My research revolves around the construction of robust chronologies for prehistoric sites using advanced radiocarbon dating and Bayesian methods. I am particularly interested in resolving the timing, nature and palaeoclimatic background of prehistoric population movements, such as the dispersal of the first modern humans out of Africa and into Eurasia, the appearance of the Gravettian culture in Europe, and the spread of farming across the eastern Mediterranean, several millennia later. I am also interested in refining the dating of Neanderthal extinction.
Dating old samples is very challenging and I maintain an interest in the development of pretreatment and screening protocols aiming at better cleaning and characterizing bone, shell and charcoal samples prior to AMS radiocarbon dating.
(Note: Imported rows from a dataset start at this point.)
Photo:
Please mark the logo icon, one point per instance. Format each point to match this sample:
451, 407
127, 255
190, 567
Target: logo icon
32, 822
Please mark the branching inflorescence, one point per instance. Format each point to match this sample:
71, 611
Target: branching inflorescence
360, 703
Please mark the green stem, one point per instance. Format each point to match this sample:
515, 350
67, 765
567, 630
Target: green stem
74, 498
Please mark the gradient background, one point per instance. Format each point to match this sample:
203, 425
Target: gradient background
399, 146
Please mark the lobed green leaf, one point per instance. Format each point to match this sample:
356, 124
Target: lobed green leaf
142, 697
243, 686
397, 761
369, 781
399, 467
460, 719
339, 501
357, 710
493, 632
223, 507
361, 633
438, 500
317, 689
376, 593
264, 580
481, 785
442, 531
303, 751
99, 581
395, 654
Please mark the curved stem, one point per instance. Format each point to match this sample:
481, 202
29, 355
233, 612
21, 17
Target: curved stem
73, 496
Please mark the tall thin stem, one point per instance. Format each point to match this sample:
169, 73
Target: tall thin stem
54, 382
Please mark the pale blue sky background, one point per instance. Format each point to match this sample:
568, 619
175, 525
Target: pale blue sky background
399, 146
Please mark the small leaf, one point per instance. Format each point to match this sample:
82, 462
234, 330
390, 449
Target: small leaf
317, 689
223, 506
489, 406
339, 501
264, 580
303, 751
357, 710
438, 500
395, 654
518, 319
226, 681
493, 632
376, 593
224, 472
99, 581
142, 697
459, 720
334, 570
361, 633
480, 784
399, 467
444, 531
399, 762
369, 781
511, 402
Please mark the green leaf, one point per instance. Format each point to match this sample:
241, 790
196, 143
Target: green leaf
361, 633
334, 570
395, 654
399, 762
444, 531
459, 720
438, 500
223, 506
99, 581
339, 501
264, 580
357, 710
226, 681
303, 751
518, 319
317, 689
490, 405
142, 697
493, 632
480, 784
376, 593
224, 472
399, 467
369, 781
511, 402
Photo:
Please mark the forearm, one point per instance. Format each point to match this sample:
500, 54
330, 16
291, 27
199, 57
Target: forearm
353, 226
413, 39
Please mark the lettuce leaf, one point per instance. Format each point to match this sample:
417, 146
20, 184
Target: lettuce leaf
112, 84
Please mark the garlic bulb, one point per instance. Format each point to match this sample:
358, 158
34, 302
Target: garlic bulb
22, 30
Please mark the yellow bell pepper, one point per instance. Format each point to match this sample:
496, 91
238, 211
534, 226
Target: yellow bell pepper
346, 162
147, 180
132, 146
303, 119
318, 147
Aspects of my work also touch upon the adaptation of hominids to marine environments as reflected by the exploitation of shellfish and the seasonal nature of such activities (based on growth-ring and isotopic studies of shell middens) and the appearance of personal ornamentation, especially shell beads, during the Palaeolithic.
Current Projects
I am the Principal Investigator of a 5-year (2017-2022, €2M) ERC Starting grant focusing on the discovery of new Denisovan and Neanderthal fossils from Pleistocene Asia. The grant is based at the Max Planck Institute for the Science of Human History in Jena, Germany http://www.shh.mpg.de/en
PalaeoChron Project "Precision dating of the Palaeolithic, chronological mapping of the Middle and Upper Palaeolithic of Eurasia". European Research Council Advanced Grant (Postdoctoral researcher 2013-2017).
“Construction of a new chronological framework for the start of the Neolithic in the Aegean”. OU Fell Fund and British School at Athens (Principal Investigator, 2013-19).
Geographic Areas
Europe, North Africa and the Near East, Russia and Siberia, Southeast Asia.